Where Hermes is going, and what to watch honestly
The most interesting signal in the Hermes roadmap is not another model size - it is the infrastructure experiment underneath Hermes 4.3. Hermes 4.3 was trained using Nous Research's Psyche decentralized training network rather than a traditional centralized GPU cluster. The model card explicitly calls this out as the first Hermes model trained this way. Whether decentralized training at this scale becomes a repeatable production method or remains an experiment is worth watching. The training results are competitive, which at minimum demonstrates that the approach is viable.
Benchmark scores from the Hermes 4.3 36B Psyche model card show MATH-500 at 93.8%, MMLU at 87.7%, BBH at 86.4%, AIME 24 at 71.9%, and GPQA Diamond at 65.5%. Those numbers from a 36B model trained on a decentralized network are not hype. They are a proof of concept for a different model of who gets to participate in frontier training.
In parallel, Nous Research is training Consilience, a 40B-parameter model designed with multi-head latent attention and trained on roughly 20T tokens. While Hermes validates Nous' ability to ship competitive open-source models, Consilience advances a distinct objective: cultivating original thought and creative synthesis rather than optimizing for conventional leaderboard metrics.

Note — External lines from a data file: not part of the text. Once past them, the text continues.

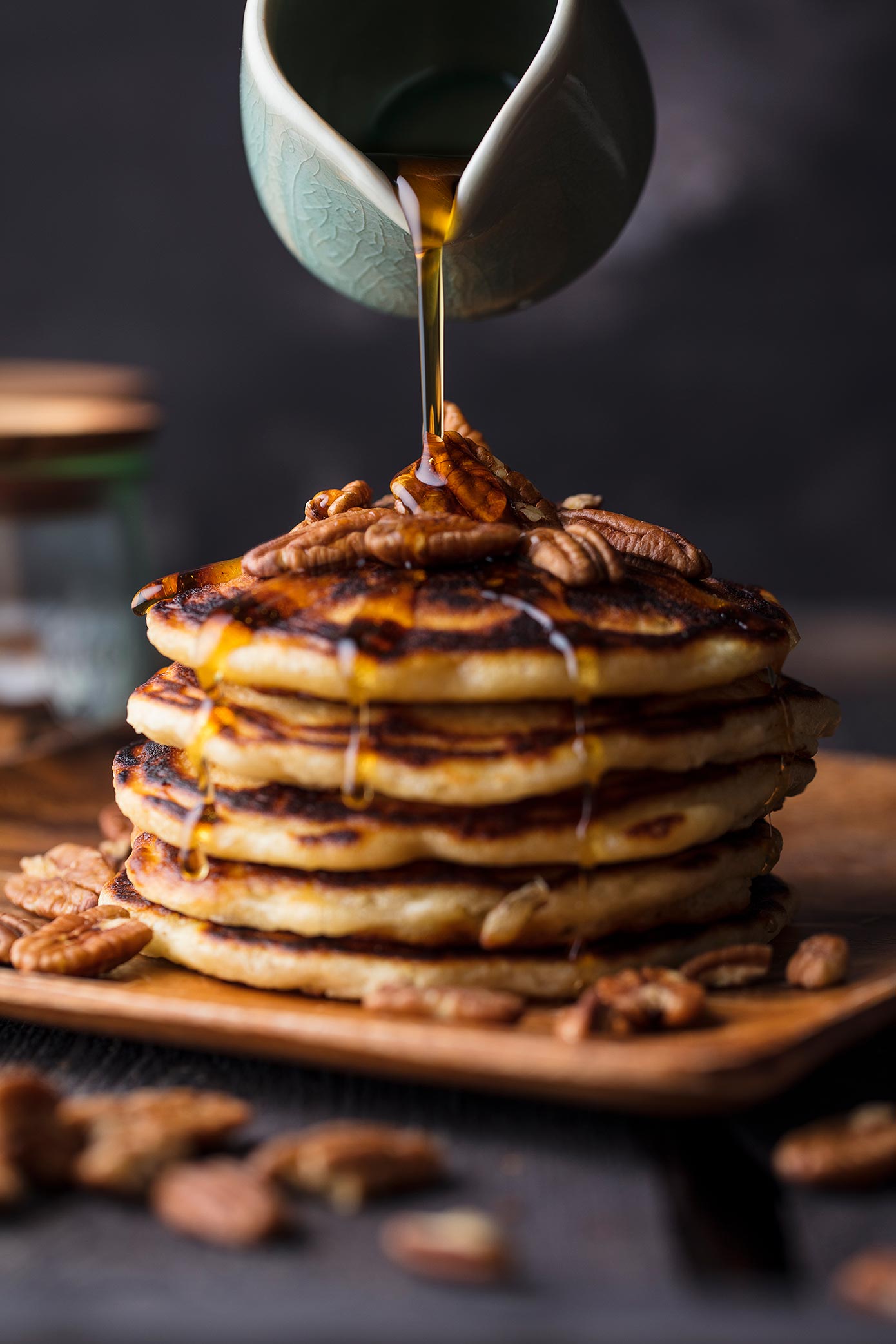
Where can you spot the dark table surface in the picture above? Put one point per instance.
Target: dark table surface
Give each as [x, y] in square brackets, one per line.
[627, 1229]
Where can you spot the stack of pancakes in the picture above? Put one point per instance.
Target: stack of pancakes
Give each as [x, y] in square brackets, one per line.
[465, 775]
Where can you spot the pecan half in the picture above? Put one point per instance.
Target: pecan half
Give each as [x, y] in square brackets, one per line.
[855, 1149]
[650, 999]
[868, 1281]
[525, 499]
[35, 1142]
[728, 968]
[446, 1003]
[430, 540]
[329, 503]
[819, 961]
[85, 944]
[647, 541]
[49, 897]
[131, 1137]
[333, 543]
[505, 922]
[219, 1200]
[561, 554]
[78, 863]
[15, 925]
[348, 1162]
[460, 1245]
[606, 561]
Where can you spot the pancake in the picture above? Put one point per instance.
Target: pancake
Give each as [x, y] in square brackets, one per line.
[433, 904]
[503, 632]
[482, 753]
[353, 968]
[632, 815]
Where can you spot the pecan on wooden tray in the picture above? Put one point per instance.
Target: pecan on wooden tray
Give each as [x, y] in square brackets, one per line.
[85, 944]
[819, 961]
[730, 968]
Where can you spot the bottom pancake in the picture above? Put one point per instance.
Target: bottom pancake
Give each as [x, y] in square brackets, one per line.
[353, 968]
[431, 904]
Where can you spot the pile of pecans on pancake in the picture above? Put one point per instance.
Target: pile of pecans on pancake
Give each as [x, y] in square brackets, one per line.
[482, 511]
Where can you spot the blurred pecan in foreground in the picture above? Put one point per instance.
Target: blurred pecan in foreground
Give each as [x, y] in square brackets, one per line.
[329, 503]
[819, 961]
[652, 999]
[433, 540]
[578, 1020]
[728, 968]
[50, 897]
[458, 1245]
[79, 863]
[446, 1003]
[868, 1281]
[35, 1142]
[855, 1149]
[85, 944]
[130, 1137]
[218, 1200]
[63, 881]
[348, 1162]
[647, 541]
[14, 925]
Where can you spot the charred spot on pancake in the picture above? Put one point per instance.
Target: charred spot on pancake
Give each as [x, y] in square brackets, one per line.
[657, 828]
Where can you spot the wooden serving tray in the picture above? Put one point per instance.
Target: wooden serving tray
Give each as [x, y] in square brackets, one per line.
[840, 854]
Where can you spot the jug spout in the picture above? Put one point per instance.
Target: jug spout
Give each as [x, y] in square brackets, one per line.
[547, 101]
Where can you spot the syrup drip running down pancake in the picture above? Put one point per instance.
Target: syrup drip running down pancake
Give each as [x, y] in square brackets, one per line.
[633, 815]
[471, 754]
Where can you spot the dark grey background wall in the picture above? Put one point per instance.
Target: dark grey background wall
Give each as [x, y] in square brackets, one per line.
[726, 370]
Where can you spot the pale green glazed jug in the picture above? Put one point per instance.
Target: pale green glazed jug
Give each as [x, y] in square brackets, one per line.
[550, 99]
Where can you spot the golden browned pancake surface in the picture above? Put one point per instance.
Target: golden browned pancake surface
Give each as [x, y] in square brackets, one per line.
[349, 968]
[431, 904]
[502, 632]
[632, 815]
[472, 754]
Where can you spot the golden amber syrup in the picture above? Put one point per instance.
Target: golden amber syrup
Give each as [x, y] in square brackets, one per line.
[219, 572]
[220, 636]
[786, 765]
[586, 746]
[426, 188]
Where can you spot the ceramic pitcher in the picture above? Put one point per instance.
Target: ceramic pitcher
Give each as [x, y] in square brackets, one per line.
[550, 100]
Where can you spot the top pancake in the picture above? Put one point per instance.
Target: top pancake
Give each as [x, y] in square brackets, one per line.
[502, 632]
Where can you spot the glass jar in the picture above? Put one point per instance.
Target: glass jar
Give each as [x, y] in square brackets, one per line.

The honest ceiling of the post-training-only bet is this: Nous can improve a base model significantly, but they cannot build capabilities the base model entirely lacks. DeepSeek's open-weight performance in close range with state-of-the-art closed models suggests a fast-paced catch-up dynamic, with open-weight and closed models advancing in a tight loop. Hermes benefits from that loop - when Meta or Qwen releases a stronger base, Nous can post-train it - but they are downstream of it.
For teams evaluating the Hermes line: the 70B is worth a serious trial on any agentic pipeline where reliable tool-call formatting and low refusal rates matter, the inference cost math is genuinely favorable at volume, and Hermes 4's hybrid reasoning mode is a real operational feature rather than a marketing claim. Approach the benchmark comparisons with open-frontier models critically - the gap against closed models on simple tasks is narrow; on complex multi-step reasoning, the gap is real and the honest answer is to test both.
If you are evaluating Hermes 4 for a production pipeline, test it specifically on tool-calling reliability and JSON schema adherence rather than MMLU scores. That is the workload it was optimized for, and the gap between Hermes and closed models is smallest there.